Phreaks and Geeks: Before Steve Jobs and Steve Wozniak created Apple - Jaigus
http://www.slate.com/articles/technology/books/2013/02/steve_jobs_and_phone_hacking_exploding_the_phone_by_phil_lapsley_reviewed.single.html

======
catplusplus
This true hacking.

I'm tired of reading sanctimonious comments about the definition of hacking,
trumpeting the so called crusade to “reclaim the name.” Hacking is a crafty
way of getting a piece of technology to do something it wasn't originally
intended to do, or exploiting unexpected side effects. This started with the
exploitation of security holes in early telecommunications and computer
network environments. Does this include people creating things for the sake of
curiosity and creativity? Absolutely. Does this include people who exhibit
malicious behavior such as gaining unauthorized access into computer systems?

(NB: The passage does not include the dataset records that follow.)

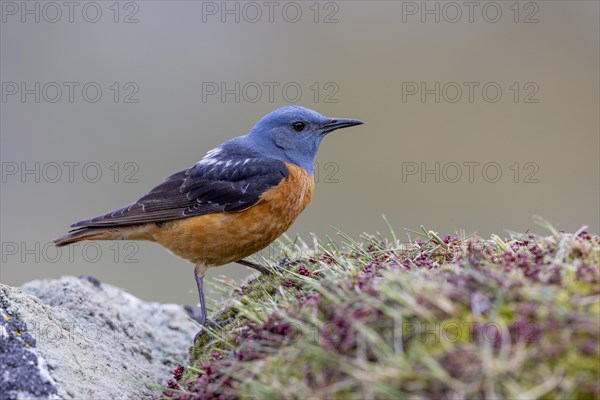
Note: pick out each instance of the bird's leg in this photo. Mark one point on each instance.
(199, 272)
(258, 267)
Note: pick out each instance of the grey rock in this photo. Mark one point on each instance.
(97, 341)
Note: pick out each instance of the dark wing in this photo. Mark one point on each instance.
(208, 187)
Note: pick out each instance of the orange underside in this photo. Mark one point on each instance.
(217, 239)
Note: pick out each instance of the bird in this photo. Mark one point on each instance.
(234, 202)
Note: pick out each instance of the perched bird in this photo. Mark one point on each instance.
(235, 201)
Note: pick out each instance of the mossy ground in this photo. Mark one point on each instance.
(458, 317)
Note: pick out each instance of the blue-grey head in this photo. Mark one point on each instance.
(293, 134)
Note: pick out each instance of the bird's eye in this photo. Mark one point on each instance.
(298, 126)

Absolutely. Hacking isn't defined by morals, but more to do with qualities
such as skill, talent, cleverness, and creativity. A "mad scientist" doesn't
stop being a scientist because he does evil things (not that I condone
malicious behavior).

Reading people say things like “Yeah I was busying hacking a website together
all night last night in RoR...” Makes me think How does using a well known,
well documented framework to do exactly what its meant to do make you a
hacker?? This makes you a coder/programmer/web developer. The title “Hacker”

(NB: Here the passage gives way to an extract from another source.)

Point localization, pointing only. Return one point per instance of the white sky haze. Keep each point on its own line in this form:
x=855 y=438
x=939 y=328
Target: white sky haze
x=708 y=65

used to mean something special, you used to have to be called this by your
peers and truly earn it. Now we have blog posts titled “what to learn to be a
hacker” which basically provide tutorials on getting Django/RoR/[framework of
the month] up and running on Ubuntu, and a python book list to read. Ugh...

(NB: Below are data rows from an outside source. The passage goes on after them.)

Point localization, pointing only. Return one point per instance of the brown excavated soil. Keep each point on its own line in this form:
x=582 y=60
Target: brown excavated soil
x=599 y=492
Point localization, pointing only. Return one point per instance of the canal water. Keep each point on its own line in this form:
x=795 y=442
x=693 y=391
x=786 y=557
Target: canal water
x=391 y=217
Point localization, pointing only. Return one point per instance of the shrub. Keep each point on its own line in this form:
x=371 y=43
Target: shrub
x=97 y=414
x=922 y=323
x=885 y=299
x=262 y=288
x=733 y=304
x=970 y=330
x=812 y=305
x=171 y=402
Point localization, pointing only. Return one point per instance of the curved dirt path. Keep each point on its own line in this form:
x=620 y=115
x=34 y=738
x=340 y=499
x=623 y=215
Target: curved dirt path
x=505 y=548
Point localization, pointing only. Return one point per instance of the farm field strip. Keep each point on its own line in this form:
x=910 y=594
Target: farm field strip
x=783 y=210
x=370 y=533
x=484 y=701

Discovering security holes in a system and coming up with clever ways to
exploit it is hacking. Figuring out how to use PS3s as a super computer and by
extension subverting the entire business of building and selling
supercomputers for huge sums of money is hacking. Computer scientists using
magnets to create logic functions in their mainframe computers back in the
1950s & 60s because they didn't anticipate this new thing called a
“transistor” to eventually take over, is hacking. If this word needs to be
reclaimed from anyone, its from bourgeois poseur socialites who just so happen
to be interested in technology businesses.